The Nations Championship is the most ambitious cross-hemisphere competition rugby has ever staged, and South Africa are already making their presence felt. The Springboks hammered Wales 43-0 on 18 July 2026 — a statement of intent that sets the tone for what is shaping up to be a compelling southern hemisphere title race.
The competition pits the six Six Nations sides — England, Ireland, Scotland, Wales, France and Italy — against southern hemisphere powers South Africa, New Zealand, Australia and Argentina, with invited sides Fiji and Japan completing the 12-team field. Yes, Japan sits roughly 2,500 miles north of the equator, but rugby is rolling with the geography. Fiji, meanwhile, are staging their home fixtures in the northern hemisphere to ease logistics and maximise revenue.
The format is straightforward. Every team plays each of the six sides from the opposing hemisphere once, split across three rounds of fixtures in July and three more in November.

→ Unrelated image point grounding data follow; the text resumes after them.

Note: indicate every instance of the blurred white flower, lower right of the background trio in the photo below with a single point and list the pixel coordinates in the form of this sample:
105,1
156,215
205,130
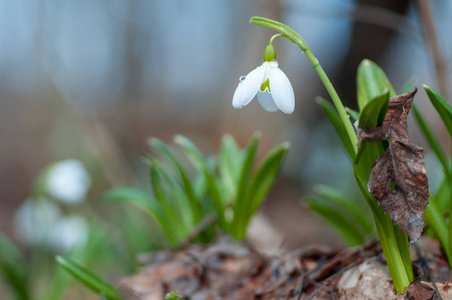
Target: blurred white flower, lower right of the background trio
68,233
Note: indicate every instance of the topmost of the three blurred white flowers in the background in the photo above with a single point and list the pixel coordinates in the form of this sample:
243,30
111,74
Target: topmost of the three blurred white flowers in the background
68,181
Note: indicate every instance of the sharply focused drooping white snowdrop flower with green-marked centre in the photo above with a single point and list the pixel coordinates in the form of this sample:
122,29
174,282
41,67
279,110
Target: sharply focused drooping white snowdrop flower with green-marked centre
271,85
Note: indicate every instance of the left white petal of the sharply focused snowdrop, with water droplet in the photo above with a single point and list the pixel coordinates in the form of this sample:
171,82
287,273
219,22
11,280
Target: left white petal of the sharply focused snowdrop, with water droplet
247,89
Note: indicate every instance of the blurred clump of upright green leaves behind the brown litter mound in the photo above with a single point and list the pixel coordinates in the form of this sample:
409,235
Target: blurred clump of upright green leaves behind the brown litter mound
186,191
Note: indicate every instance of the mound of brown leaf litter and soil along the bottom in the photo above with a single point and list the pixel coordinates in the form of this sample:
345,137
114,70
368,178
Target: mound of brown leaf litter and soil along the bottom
231,270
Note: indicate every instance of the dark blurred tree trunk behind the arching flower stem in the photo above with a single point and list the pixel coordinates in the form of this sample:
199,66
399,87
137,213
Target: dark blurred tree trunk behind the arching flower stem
368,41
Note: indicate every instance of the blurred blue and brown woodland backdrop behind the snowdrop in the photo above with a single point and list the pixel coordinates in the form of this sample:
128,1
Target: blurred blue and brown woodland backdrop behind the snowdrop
90,81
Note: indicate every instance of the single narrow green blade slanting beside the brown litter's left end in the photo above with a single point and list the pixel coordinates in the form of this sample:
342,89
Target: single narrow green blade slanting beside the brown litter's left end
89,279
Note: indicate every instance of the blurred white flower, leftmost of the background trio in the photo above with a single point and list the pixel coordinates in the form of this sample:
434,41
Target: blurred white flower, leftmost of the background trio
35,220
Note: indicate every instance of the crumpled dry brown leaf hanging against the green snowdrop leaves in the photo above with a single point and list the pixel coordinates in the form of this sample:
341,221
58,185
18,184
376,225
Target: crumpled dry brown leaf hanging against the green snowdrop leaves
398,180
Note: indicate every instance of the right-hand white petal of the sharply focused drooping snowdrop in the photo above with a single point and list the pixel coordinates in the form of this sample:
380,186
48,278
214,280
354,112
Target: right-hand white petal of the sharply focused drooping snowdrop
282,91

Results rank teams within their own hemisphere — one through six — setting up a climactic three-day playoff event at Allianz Stadium, Twickenham, on the final weekend in November.
Those playoff matchups mirror the standings: sixth-place North against sixth-place South, fifth against fifth, and so on, until the two top-ranked sides meet in the final. The winner of that match is crowned the inaugural Nations Championship champion — a title that carries genuine weight given the quality assembled across all 12 teams.